The method may further comprise assessing notice effectiveness, wherein an example of the notice effectiveness includes creating a trial with a trial base population of the unauthorized distributors and a trial capture window for the trial, determining metrics for measuring the effectiveness, and performing the trial with the trial base population over the trial capture window. A randomization methodology can be implemented, wherein the randomization methodology is a grouping of the unauthorized distributors into at least two groups, the groups comprising a notice group and a no-notice group.

One embodiment of the invention is a method for assessing notice effectiveness of unauthorized distributors of content on a peer-to-peer network, comprising processing peer data from a plurality of peers on the network, wherein the peer data aids in identification of individual unauthorized distributors.
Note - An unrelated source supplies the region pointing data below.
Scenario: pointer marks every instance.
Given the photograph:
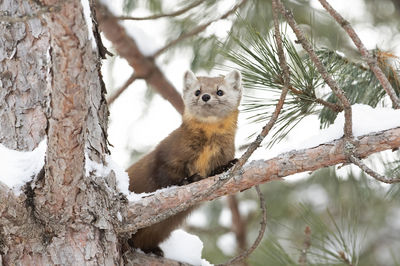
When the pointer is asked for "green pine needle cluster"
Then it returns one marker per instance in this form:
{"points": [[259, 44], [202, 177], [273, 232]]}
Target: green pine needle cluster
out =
{"points": [[308, 94]]}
This also includes creating a trial with a trial base population of the unauthorized distributors and a trial capture window for the trial, determining metrics for measuring the notice effectiveness; selecting a randomization methodology for the trial and performing the trial with the trial base population over the trial capture window according to the randomization methodology and issuing notices to some of the unauthorized distributors. Other aspects include characterizing the unauthorized distributors into characterized data of at least one of characterization of unauthorized distribution activity and characterization of notice actions, segmenting the characterized data into groupings according to one or more variables, and reporting results of the notice effectiveness.

Another embodiment is a system for combating unauthorized distribution of content files on a peer-to-peer network, the system comprising a storage medium containing peer information of peers participating in the peer-to-peer network for the content files, and a computer readable medium comprising computer executable instructions processing the peer information and apriori information that uniquely identifies individual unauthorized distributors, issuing notices to some of the unauthorized distributors, further comprising characterizing the unauthorized distributors and segmenting the unauthorized distributors into groups. A display can be used to illustrate the results. One aspect of the present system is that it provides opportunities for companies to provide services to interested studios and copyrighted content providers.
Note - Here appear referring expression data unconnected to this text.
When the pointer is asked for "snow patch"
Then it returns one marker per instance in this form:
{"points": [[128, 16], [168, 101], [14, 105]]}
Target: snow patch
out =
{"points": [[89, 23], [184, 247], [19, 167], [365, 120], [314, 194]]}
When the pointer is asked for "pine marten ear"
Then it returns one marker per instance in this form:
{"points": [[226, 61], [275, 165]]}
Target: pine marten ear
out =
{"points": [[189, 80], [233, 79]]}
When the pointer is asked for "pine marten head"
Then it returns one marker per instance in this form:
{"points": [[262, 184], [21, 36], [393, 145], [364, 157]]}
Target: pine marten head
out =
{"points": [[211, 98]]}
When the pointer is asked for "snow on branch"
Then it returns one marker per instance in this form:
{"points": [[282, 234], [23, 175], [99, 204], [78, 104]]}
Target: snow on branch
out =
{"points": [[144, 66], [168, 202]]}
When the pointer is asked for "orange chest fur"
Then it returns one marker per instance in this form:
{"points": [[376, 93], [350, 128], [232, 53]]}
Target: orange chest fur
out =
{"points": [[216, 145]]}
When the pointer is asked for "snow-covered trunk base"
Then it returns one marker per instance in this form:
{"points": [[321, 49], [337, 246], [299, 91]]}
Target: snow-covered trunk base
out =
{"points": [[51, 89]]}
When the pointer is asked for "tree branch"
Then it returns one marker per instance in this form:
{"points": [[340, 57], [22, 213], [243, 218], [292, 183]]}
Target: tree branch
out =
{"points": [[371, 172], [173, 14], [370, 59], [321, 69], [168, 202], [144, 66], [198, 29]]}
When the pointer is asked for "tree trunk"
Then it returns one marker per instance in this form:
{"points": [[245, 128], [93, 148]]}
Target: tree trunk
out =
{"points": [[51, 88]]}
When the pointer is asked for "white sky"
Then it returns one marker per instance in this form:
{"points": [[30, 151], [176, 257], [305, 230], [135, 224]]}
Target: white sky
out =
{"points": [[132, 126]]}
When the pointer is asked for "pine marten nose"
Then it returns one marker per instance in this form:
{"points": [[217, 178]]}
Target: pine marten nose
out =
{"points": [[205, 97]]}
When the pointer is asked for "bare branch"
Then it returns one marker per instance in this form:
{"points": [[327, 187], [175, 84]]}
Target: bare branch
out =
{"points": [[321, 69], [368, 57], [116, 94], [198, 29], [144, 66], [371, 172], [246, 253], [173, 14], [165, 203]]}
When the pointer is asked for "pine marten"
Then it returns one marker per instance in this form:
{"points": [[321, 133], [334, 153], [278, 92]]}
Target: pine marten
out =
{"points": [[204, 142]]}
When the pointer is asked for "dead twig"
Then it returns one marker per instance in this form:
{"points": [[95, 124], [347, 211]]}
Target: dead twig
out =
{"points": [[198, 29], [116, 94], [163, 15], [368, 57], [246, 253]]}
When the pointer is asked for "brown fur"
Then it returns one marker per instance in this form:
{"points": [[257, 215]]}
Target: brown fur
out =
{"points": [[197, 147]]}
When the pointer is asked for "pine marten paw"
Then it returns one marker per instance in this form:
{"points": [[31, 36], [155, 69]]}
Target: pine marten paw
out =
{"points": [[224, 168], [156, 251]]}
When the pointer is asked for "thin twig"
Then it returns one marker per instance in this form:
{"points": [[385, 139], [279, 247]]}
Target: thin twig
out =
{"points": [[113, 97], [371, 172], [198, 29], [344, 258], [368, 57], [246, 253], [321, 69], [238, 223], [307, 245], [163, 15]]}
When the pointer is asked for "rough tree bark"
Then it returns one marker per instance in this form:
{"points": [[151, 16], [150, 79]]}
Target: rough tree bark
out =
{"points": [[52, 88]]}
The features and advantages described herein are not all-inclusive and, in particular, many additional features and advantages will be apparent to one of ordinary skill in the art in view of the drawings, specification, and claims. Moreover, it should be noted that the language used in the specification has been principally selected for readability and instructional purposes, and not to limit the scope of the inventive subject matter.

BRIEF DESCRIPTION OF THE DRAWINGS

These and other features, aspects, and advantages of the present invention will become better understood when the following detailed description is read with reference to the accompanying drawings in which like characters represent like parts throughout the drawings, wherein:

FIG. 1 is a basic system diagram configured in accordance with one embodiment.

FIG. 2 is a simplified flowchart showing the processing according to one embodiment.

FIG. 3a is a flowchart showing one embodiment for characterization.

FIG. 3b is a flowchart showing a randomized trial processing configured in accordance with one embodiment.

FIG. 4 is an example of actual data involving unauthorized downloads for particular protocols.

FIG. 5 is a further illustration of actual data involving unauthorized distributions for a number of U.S. ISPs.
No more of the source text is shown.